El NO, siempre nos abre puertas de esperanza
Aunque a algunos les pueda sonar a portazo. Desde luego, los más tímidos -y yo me lo considero y mucho- tienen bastantes problemas con este vocablo. Desde que empezábamos a acudir a una discoteca, invitabas a una chica que esperaba de pie, a bailar y te respondía que no. Creo recordar que no sólo era frustrante sino que, además, te hacía mirar de reojo a ambos lados para comprobar que nadie se había enterado de las calabazas.

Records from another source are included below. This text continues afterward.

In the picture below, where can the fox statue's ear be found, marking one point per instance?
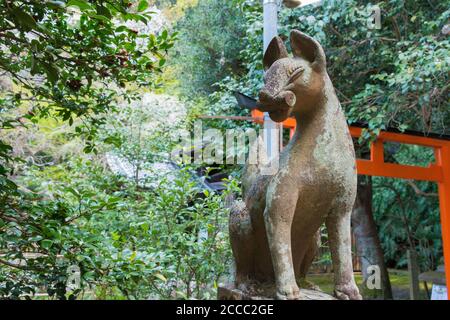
(276, 50)
(307, 48)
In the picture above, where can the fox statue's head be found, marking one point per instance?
(293, 84)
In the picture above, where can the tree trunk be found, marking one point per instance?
(365, 231)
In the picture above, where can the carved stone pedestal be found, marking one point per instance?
(228, 292)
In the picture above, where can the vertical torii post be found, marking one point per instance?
(272, 132)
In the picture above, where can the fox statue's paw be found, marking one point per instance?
(306, 284)
(288, 292)
(347, 292)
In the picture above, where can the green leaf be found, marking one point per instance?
(160, 277)
(52, 72)
(24, 18)
(143, 4)
(82, 4)
(46, 244)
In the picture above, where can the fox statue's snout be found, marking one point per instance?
(292, 84)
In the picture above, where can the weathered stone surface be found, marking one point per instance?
(225, 292)
(274, 229)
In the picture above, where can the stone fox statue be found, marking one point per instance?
(274, 230)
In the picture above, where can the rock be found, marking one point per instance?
(228, 292)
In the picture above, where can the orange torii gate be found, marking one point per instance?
(439, 171)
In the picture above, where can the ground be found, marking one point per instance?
(399, 282)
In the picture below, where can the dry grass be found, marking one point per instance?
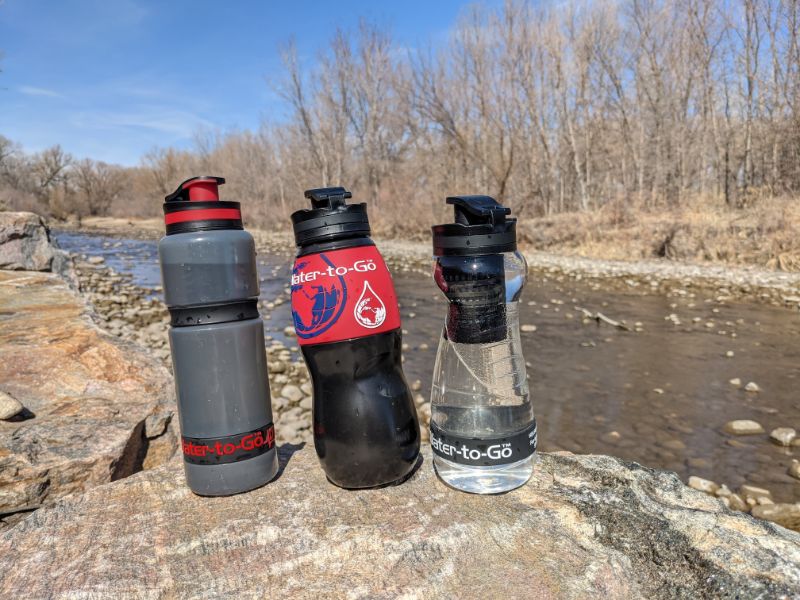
(765, 234)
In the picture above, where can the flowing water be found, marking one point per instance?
(659, 396)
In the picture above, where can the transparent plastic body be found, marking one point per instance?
(480, 387)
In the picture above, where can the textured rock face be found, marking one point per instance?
(91, 402)
(25, 243)
(583, 526)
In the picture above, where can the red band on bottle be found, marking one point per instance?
(341, 295)
(206, 214)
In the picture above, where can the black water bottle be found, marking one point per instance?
(347, 321)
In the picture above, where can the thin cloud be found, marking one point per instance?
(30, 90)
(162, 120)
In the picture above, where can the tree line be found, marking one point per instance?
(564, 107)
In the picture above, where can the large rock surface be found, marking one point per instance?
(92, 403)
(25, 243)
(584, 526)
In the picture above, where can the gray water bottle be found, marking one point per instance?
(208, 268)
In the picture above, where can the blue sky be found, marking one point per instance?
(111, 79)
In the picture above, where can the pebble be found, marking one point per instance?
(292, 393)
(703, 485)
(735, 502)
(674, 445)
(783, 436)
(743, 427)
(751, 491)
(787, 515)
(612, 437)
(9, 406)
(752, 387)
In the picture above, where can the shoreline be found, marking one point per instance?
(743, 282)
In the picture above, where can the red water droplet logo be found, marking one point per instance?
(370, 311)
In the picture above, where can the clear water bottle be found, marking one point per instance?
(483, 431)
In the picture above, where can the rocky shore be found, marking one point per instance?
(583, 526)
(87, 450)
(135, 314)
(644, 276)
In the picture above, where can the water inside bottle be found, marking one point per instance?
(482, 390)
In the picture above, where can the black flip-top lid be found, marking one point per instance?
(330, 217)
(481, 227)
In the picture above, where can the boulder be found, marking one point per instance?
(584, 526)
(25, 242)
(92, 404)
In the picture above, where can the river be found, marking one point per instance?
(659, 394)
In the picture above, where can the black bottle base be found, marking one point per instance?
(366, 431)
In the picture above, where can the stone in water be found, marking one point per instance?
(9, 406)
(743, 427)
(783, 436)
(703, 485)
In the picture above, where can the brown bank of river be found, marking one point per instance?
(659, 393)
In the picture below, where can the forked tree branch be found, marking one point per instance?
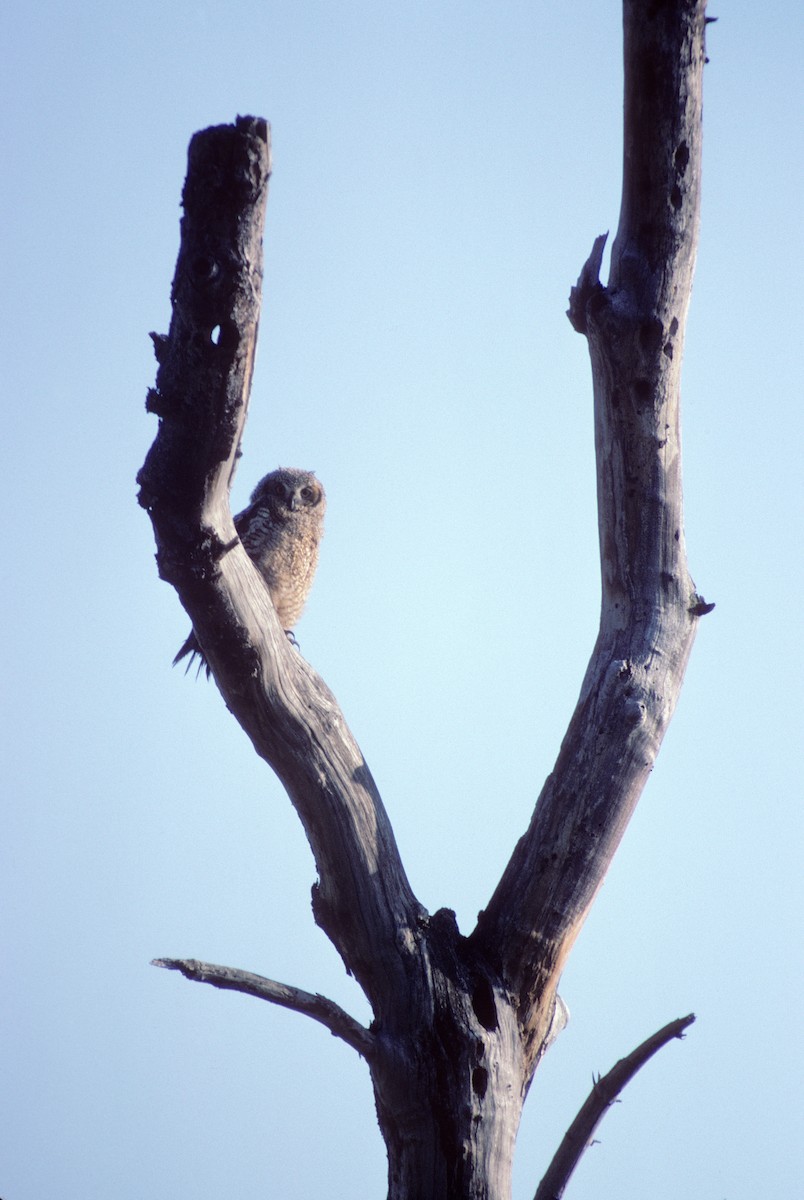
(649, 607)
(363, 899)
(604, 1093)
(327, 1012)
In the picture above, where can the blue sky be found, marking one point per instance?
(441, 172)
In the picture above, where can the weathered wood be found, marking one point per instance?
(649, 607)
(460, 1023)
(604, 1092)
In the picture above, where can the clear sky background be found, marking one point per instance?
(441, 172)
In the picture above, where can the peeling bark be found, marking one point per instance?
(460, 1023)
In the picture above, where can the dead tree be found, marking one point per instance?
(460, 1023)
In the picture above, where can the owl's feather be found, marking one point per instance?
(280, 531)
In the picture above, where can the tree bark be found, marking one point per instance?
(460, 1023)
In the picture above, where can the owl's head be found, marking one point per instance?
(288, 490)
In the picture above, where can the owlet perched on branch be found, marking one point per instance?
(280, 532)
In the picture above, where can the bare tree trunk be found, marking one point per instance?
(460, 1023)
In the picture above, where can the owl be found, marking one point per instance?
(280, 532)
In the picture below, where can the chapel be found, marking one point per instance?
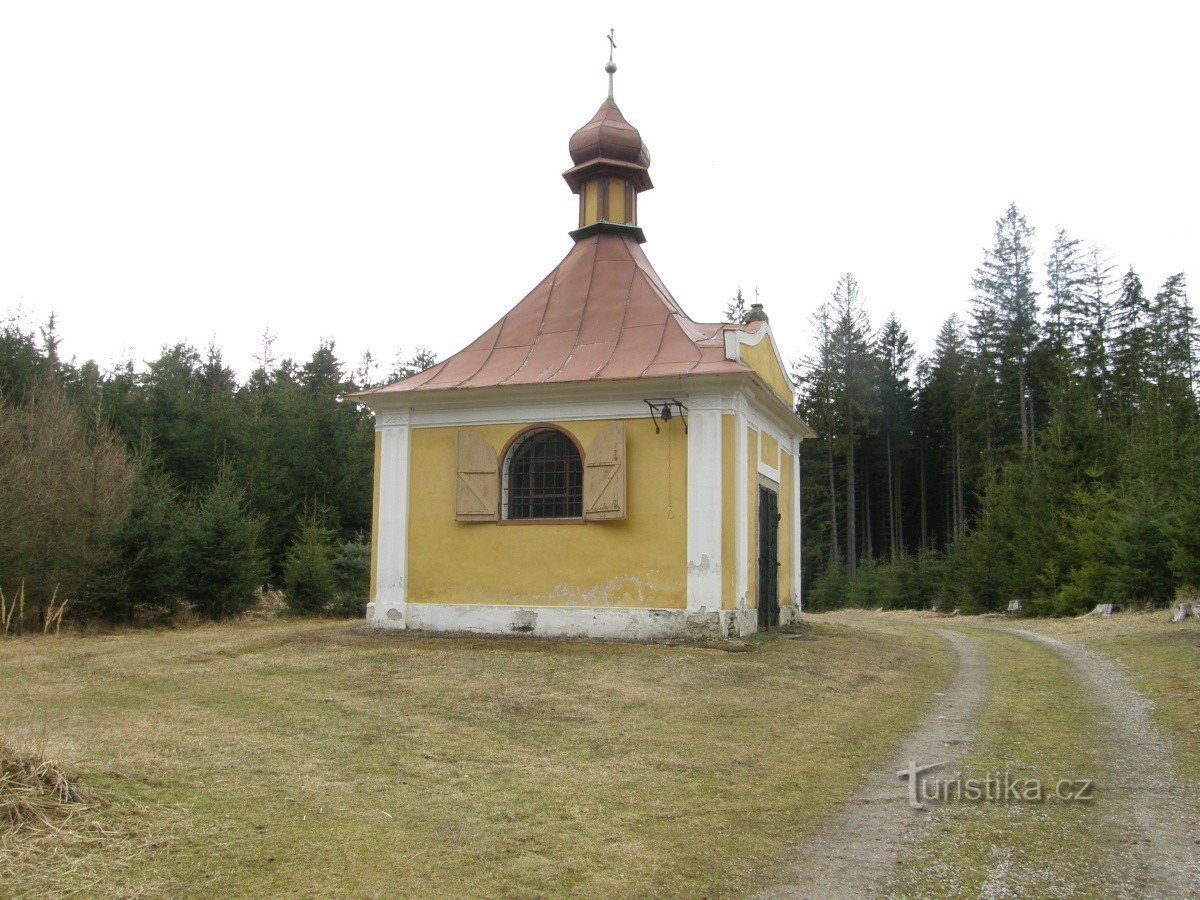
(595, 463)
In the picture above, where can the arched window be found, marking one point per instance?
(543, 477)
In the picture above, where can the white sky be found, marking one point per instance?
(389, 175)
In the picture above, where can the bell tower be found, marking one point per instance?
(611, 168)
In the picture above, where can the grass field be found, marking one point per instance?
(1162, 657)
(309, 759)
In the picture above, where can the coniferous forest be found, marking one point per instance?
(137, 493)
(1047, 450)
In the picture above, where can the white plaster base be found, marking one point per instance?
(605, 623)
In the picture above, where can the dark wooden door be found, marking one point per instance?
(768, 558)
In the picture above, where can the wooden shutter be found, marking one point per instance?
(477, 487)
(604, 474)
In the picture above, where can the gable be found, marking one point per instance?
(763, 359)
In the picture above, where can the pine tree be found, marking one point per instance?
(1065, 324)
(1092, 322)
(1131, 342)
(855, 393)
(1006, 324)
(736, 310)
(897, 407)
(221, 561)
(310, 568)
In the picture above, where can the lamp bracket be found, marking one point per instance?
(663, 409)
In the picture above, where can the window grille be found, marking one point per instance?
(544, 478)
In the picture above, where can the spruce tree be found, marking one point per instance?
(221, 559)
(1006, 325)
(310, 568)
(736, 310)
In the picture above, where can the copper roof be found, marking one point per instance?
(609, 143)
(609, 137)
(601, 315)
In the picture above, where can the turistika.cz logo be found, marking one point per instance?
(993, 787)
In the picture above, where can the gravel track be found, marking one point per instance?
(855, 856)
(1143, 791)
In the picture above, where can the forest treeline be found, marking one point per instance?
(1047, 450)
(139, 492)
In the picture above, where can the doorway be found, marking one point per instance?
(768, 558)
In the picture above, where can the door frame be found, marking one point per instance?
(767, 558)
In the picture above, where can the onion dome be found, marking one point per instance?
(609, 137)
(609, 143)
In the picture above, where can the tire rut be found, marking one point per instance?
(856, 855)
(1144, 791)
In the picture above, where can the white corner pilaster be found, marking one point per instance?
(390, 603)
(705, 505)
(741, 514)
(796, 527)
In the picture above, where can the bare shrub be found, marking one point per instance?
(65, 481)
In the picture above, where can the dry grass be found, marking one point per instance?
(1035, 723)
(305, 757)
(1162, 657)
(35, 792)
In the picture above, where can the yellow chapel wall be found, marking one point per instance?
(786, 498)
(730, 475)
(751, 477)
(636, 562)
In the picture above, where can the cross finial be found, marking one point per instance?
(610, 66)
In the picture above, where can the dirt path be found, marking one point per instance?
(1145, 793)
(855, 856)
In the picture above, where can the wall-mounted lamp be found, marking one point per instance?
(664, 409)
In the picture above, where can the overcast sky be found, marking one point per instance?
(388, 174)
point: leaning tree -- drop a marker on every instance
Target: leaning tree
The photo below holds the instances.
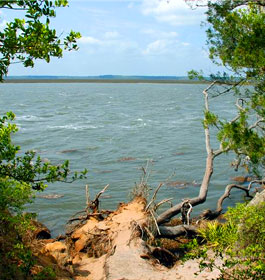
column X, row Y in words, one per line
column 236, row 41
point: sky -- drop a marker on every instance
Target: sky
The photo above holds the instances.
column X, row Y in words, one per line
column 137, row 37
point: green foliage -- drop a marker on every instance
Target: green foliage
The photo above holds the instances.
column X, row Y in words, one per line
column 46, row 274
column 240, row 242
column 236, row 40
column 236, row 35
column 24, row 40
column 20, row 178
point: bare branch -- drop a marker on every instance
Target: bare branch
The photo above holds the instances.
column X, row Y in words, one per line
column 162, row 202
column 157, row 227
column 177, row 230
column 257, row 123
column 154, row 196
column 173, row 211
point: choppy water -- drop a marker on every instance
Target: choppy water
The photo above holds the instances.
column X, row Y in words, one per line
column 96, row 125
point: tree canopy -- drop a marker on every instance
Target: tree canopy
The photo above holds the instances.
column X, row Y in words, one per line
column 24, row 40
column 30, row 37
column 236, row 41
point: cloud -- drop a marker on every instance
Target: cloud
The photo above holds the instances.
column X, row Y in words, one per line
column 159, row 34
column 160, row 47
column 3, row 24
column 111, row 35
column 89, row 40
column 174, row 12
column 185, row 44
column 109, row 42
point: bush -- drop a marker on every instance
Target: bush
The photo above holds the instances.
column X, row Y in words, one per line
column 240, row 242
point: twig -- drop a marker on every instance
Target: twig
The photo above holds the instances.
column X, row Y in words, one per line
column 162, row 202
column 154, row 196
column 157, row 227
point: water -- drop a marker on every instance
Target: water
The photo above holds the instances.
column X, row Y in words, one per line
column 96, row 125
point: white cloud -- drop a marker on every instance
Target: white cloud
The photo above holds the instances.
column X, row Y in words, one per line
column 89, row 40
column 160, row 47
column 3, row 24
column 130, row 5
column 111, row 35
column 173, row 12
column 159, row 34
column 185, row 43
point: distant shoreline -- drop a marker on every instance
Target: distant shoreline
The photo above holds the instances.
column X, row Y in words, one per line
column 103, row 81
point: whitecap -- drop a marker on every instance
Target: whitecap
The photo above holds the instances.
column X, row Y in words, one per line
column 29, row 118
column 73, row 127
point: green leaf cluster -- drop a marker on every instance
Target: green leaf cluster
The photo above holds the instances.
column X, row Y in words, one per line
column 31, row 37
column 20, row 177
column 236, row 40
column 240, row 242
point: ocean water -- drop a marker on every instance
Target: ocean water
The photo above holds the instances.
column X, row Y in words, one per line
column 113, row 130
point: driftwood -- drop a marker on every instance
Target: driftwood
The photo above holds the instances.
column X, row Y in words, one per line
column 90, row 206
column 177, row 230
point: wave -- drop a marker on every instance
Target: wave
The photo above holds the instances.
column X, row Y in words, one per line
column 73, row 127
column 29, row 118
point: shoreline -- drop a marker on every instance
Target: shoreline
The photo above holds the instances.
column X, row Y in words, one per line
column 103, row 81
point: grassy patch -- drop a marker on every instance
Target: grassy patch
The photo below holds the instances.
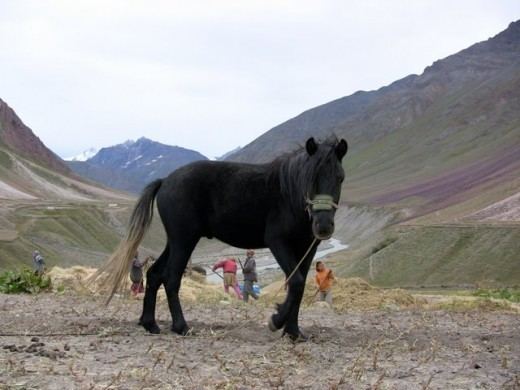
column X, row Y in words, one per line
column 509, row 294
column 444, row 256
column 5, row 160
column 23, row 281
column 463, row 305
column 383, row 244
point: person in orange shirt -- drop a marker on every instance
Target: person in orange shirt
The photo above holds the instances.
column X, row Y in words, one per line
column 324, row 280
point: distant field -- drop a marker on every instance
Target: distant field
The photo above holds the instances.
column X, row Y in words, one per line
column 439, row 256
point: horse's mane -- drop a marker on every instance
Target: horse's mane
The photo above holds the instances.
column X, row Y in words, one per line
column 296, row 176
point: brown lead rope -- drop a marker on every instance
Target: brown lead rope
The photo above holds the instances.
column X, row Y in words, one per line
column 296, row 268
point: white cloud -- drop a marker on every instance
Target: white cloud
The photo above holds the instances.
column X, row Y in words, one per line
column 213, row 75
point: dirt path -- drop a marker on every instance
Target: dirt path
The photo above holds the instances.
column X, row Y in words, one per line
column 55, row 342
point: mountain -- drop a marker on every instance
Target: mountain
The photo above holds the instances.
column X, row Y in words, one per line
column 130, row 166
column 29, row 170
column 227, row 154
column 45, row 206
column 432, row 193
column 83, row 156
column 18, row 138
column 413, row 140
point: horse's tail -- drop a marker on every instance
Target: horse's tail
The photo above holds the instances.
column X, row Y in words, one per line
column 118, row 265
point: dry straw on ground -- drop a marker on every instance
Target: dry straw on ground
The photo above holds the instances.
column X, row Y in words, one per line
column 349, row 294
column 193, row 288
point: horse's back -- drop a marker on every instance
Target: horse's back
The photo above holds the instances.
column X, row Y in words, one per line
column 226, row 200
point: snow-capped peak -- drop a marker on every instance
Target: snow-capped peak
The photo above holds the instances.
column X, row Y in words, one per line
column 83, row 156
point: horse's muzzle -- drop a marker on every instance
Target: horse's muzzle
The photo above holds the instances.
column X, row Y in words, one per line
column 323, row 230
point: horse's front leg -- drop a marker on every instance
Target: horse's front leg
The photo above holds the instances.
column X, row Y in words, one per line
column 287, row 313
column 154, row 279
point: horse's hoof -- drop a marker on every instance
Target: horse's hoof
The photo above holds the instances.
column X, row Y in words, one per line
column 181, row 330
column 151, row 327
column 296, row 338
column 271, row 325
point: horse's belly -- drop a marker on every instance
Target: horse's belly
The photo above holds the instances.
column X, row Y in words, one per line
column 241, row 235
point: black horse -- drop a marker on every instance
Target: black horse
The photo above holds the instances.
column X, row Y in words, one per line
column 282, row 205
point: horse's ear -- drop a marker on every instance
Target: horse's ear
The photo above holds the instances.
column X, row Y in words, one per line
column 311, row 146
column 341, row 148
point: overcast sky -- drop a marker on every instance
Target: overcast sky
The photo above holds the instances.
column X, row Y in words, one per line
column 214, row 75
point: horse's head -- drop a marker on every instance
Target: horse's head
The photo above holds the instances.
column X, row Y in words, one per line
column 325, row 185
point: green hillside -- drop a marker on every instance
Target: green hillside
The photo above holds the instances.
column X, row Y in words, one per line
column 440, row 256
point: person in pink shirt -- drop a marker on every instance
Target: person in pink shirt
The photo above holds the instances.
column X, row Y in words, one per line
column 230, row 275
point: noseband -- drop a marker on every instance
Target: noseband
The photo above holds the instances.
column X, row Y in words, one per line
column 321, row 202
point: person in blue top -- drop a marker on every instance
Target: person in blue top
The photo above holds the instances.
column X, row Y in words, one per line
column 250, row 276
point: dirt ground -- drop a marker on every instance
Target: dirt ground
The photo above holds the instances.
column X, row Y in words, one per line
column 69, row 341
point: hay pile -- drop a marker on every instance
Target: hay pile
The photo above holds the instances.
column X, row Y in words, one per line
column 74, row 278
column 193, row 288
column 349, row 294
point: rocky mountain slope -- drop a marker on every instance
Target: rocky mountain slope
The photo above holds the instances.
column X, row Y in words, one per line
column 426, row 141
column 433, row 170
column 132, row 165
column 45, row 206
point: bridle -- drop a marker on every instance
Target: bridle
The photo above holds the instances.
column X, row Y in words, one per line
column 321, row 202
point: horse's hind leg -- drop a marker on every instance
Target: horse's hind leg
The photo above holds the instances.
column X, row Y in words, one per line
column 180, row 252
column 154, row 279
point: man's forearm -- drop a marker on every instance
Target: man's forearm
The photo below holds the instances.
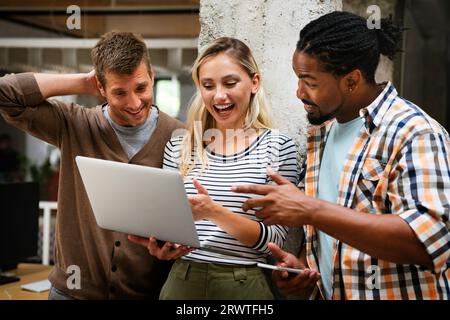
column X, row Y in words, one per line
column 52, row 85
column 386, row 237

Pero no todos hemos sido iguales. Mi hijo mayor, Edgar, también acudía a las discotecas con la misma intención de ligar que cualquier otro joven. Una vez, lo acompañó mi cuñado, sólo un poco mayor que él. Unos días más tarde, mi cuñado nos comentaba que era un crack. Decía: «Edgar, se sienta en la barra, pide una bebida y se pone a hablar con la muchacha sentada a su derecha; cuando ella le dice que: «no, gracias», sin pestañear gira el taburete y se pone a hablar con la de la izquierda; ni se inmuta y vuelve a empezar«. Hoy en día, Edgar es uno de los mejores comerciales que he conocido en mi vida. El NO, nunca le había intimidado ni avergonzado; simplemente lo aceptaba y volvía a empezar. Sólo se trataba del principio de una negociación del sábado por la noche que luego supo aplicar a su profesión.
Todavía hoy, cuando me hace cualquier consulta y le recuerdo que cobro por mis respuestas, hace caso omiso a mis insinuaciones y sigue a lo suyo hasta que consigue escuchar la respuesta que necesita. Es un gran negociador, sin duda, y los resultados lo avalan. Para él, negociar es sólo un juego.